Do you enjoy a little spice in your life? If you do, chances are you have tried using cayenne in various dishes to give it the “fire” you desperately crave. However, it turns out that cayenne is just not good for heating up your favourite dish, as it also provides many beneficial nutrients. Check out the healing benefits of cayenne.
Cayenne nutritional profile
Cayenne is part of the capsicum family that is related to bell peppers, jalapeños, and paprika. They grow no more than 4 feet tall and normally in tropical climates as they require moist and warm soil for best results, but they can be cultivated in some northern climates as well.

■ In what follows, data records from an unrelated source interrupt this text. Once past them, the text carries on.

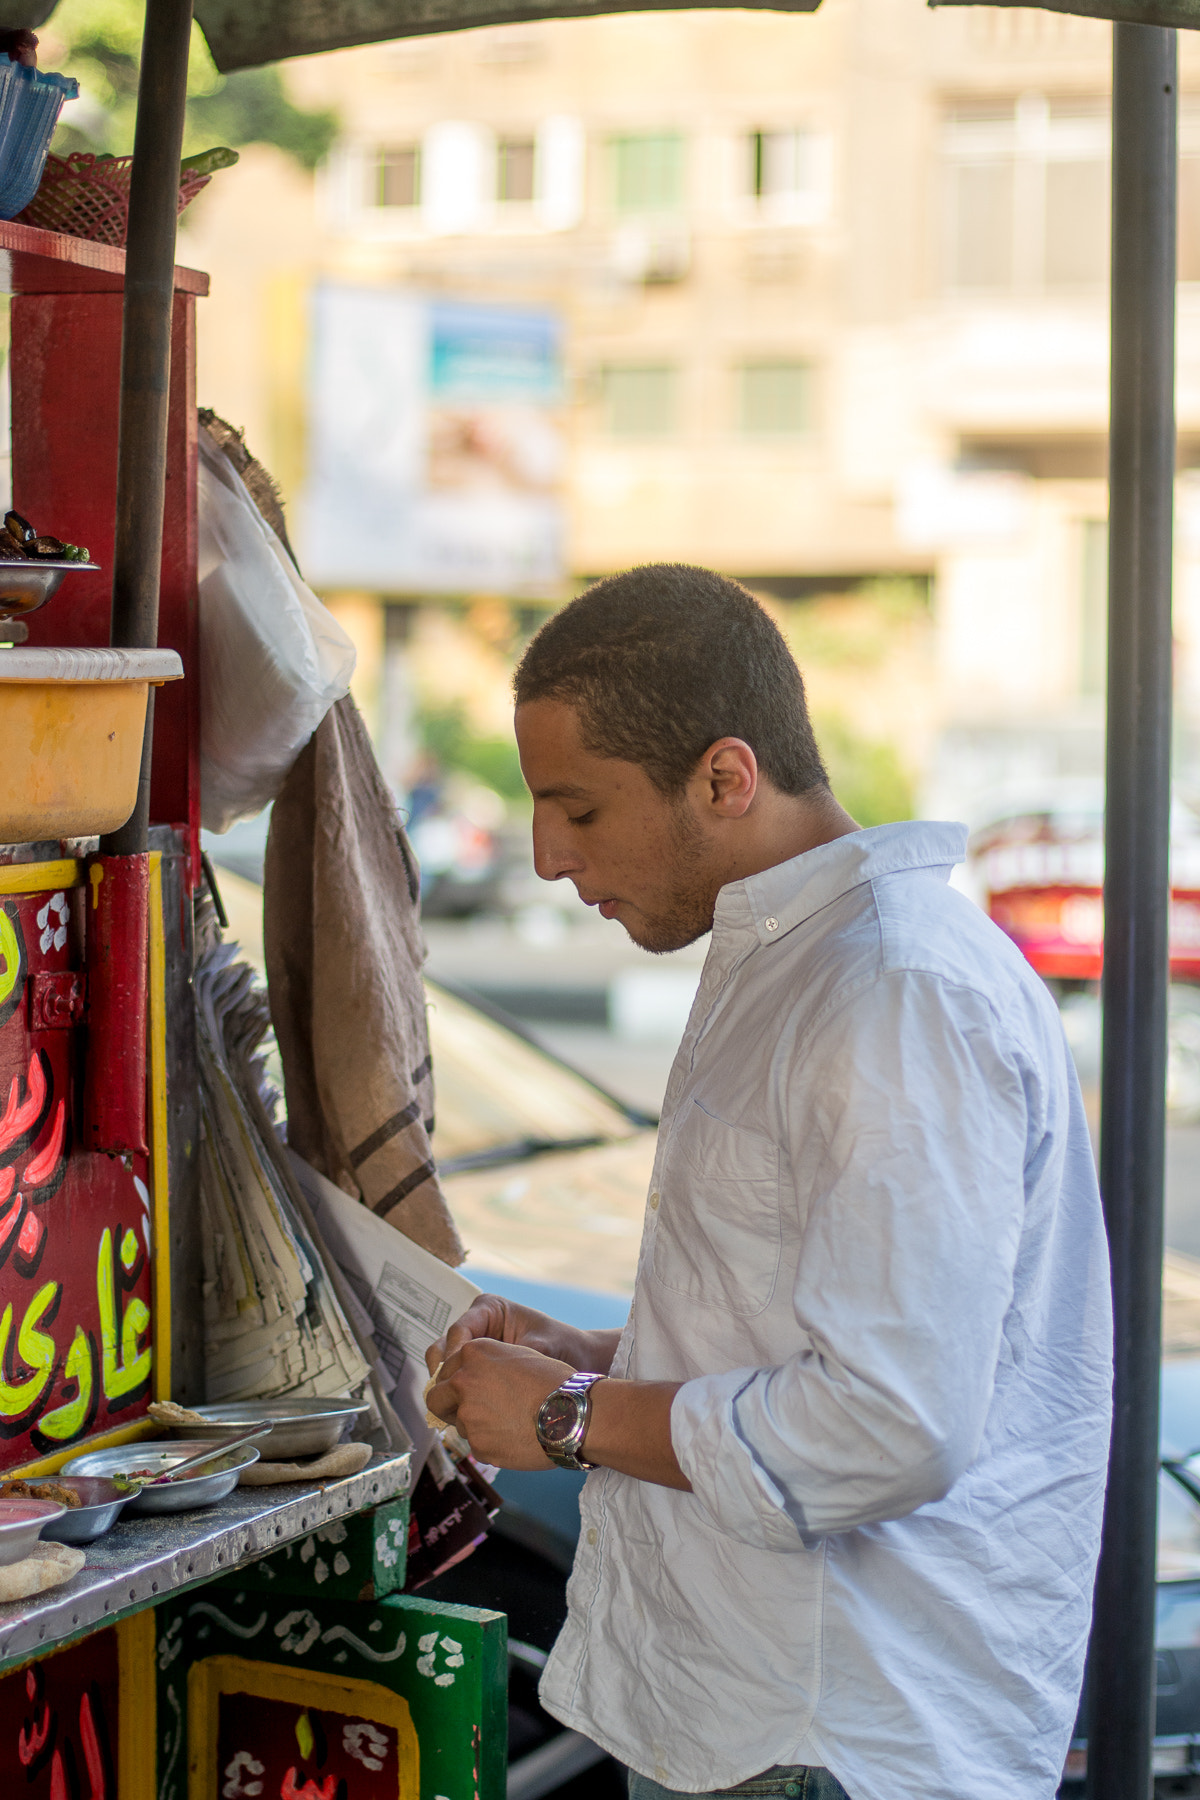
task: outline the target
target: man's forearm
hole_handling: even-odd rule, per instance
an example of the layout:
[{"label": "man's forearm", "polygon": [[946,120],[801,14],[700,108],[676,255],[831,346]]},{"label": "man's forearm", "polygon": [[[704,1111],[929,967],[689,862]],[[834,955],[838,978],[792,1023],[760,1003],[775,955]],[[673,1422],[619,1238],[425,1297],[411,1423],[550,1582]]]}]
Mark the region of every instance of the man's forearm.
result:
[{"label": "man's forearm", "polygon": [[675,1458],[671,1444],[671,1402],[678,1381],[598,1381],[592,1389],[592,1412],[583,1440],[585,1462],[616,1469],[659,1487],[692,1484]]}]

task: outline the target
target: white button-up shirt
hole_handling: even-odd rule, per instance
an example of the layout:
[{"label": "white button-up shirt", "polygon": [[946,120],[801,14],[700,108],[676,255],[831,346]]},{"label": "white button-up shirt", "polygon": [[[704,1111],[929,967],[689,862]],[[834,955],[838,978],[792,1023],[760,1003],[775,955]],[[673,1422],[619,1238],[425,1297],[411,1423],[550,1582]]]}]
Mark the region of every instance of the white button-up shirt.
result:
[{"label": "white button-up shirt", "polygon": [[589,1476],[542,1698],[685,1792],[1049,1800],[1108,1449],[1100,1201],[1053,1001],[888,825],[723,888],[614,1375],[692,1493]]}]

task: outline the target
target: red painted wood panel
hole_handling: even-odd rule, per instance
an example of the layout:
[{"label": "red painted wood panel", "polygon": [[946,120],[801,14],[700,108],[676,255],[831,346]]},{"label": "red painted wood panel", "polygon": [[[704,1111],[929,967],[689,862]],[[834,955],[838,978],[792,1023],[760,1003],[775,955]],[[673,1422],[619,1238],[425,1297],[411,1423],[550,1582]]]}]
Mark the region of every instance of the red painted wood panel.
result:
[{"label": "red painted wood panel", "polygon": [[82,889],[0,902],[0,1469],[150,1397],[146,1158],[83,1147],[85,1033],[48,1023],[44,999],[81,968],[85,904]]},{"label": "red painted wood panel", "polygon": [[118,1667],[110,1626],[0,1680],[0,1768],[25,1800],[117,1800]]},{"label": "red painted wood panel", "polygon": [[[185,679],[156,696],[155,822],[185,826],[198,878],[200,719],[196,591],[195,299],[176,294],[158,641]],[[112,605],[120,294],[18,294],[12,302],[13,504],[40,531],[85,544],[98,574],[69,574],[29,619],[31,644],[107,644]]]},{"label": "red painted wood panel", "polygon": [[[125,252],[111,244],[0,219],[0,250],[7,252],[0,288],[14,294],[100,294],[124,285]],[[175,286],[183,294],[207,294],[208,276],[177,266]]]}]

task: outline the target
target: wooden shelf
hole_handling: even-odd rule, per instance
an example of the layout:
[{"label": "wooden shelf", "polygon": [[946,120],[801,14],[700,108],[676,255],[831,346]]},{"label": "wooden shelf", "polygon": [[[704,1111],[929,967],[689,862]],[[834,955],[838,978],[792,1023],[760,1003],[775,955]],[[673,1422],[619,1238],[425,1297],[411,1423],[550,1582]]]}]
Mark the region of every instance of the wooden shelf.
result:
[{"label": "wooden shelf", "polygon": [[[124,250],[0,219],[0,293],[112,294],[124,285]],[[176,268],[175,290],[207,294],[208,276]]]}]

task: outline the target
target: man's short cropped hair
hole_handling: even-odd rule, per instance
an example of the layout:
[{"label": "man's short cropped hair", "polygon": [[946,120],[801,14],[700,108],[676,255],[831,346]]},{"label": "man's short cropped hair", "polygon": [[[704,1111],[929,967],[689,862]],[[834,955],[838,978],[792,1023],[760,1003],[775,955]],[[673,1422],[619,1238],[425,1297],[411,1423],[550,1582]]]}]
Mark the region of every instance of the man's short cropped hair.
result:
[{"label": "man's short cropped hair", "polygon": [[686,563],[610,575],[546,621],[513,679],[517,705],[573,708],[594,756],[678,794],[718,738],[741,738],[771,785],[828,785],[804,682],[778,626],[736,581]]}]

Cayenne is most often consumed in powdered spices and hot sauces, but can be eaten directly. Many herbalists believe it’s medicinal effectiveness kicks in at 35,000 – 40,000 heat units, and that can be exponentiated (if you are brave enough) by finding peppers up to 100,000 heat units. Of course, you need to be extremely careful when consuming peppers with high heat as they can severely burn your tongue and throat.
So what can you expect to get from consuming cayenne peppers regularly? Here is a glimpse of its nutritional profile:
Great source of vitamin A
Provides nice doses of vitamin B6, C, E, and K
Contains beneficial amounts of manganese, potassium, phosphorous, magnesium, and iron
Contains capsaicin, which neutralizes a neuropeptide linked to causing inflammation
Cayenne is also very antibacterial, viral, and fungal.Try Cayenne Fruit Tincture
Healing action of cayenne
Many of the healing benefits of cayenne pepper comes from its heat, and the stimulation that occurs in the body as a result. In fact, there is empirical evidence that many traumatic events have been stopped in their tracks through the use of cayenne, like heart attacks and migraines.
The healing benefits of cayenne include:
Helps improve overall cardiovascular function (helps dissolve excessive blood clots)
Provides angina relief
Helps prevent stomach ulcers (invigorates cells and kills intrusive bacteria)
Relieves upper abdominal discomfort and indigestion
Helps maintain insulin levels and creates a reduction in blood glucose levels, which has positive implications for type 2 diabetes
Relieves skin irritation, itching, and pain (topical cayenne creams or poultice)
Reduces joint pain, shingles, fibromyalgia, and nerve pain.
Helps relieve nasal infections
Promotes effective assimilation and elimination of ingested substances
Anti cold and flu, as well as anti-fungal
Helps induce apoptosis (cancer cell death)
The healing benefits of cayenne are difficult to ignore!
How to use cayenne in your diet
If you are not a spicy person, your options to use cayenne are likely limited to capsules. However, if you do enjoy a little or a lot of spice, it can be used in a number of different food and beverage applications, including:
Addition to any rice, pasta, or vegetable dish
Meat based meals, like beef chili, chicken, and fish (choose grass fed, and organic and free rang, and wild caught)
Total body tonic drink
So work this hot spice into your diet, and note the healing benefits along the way.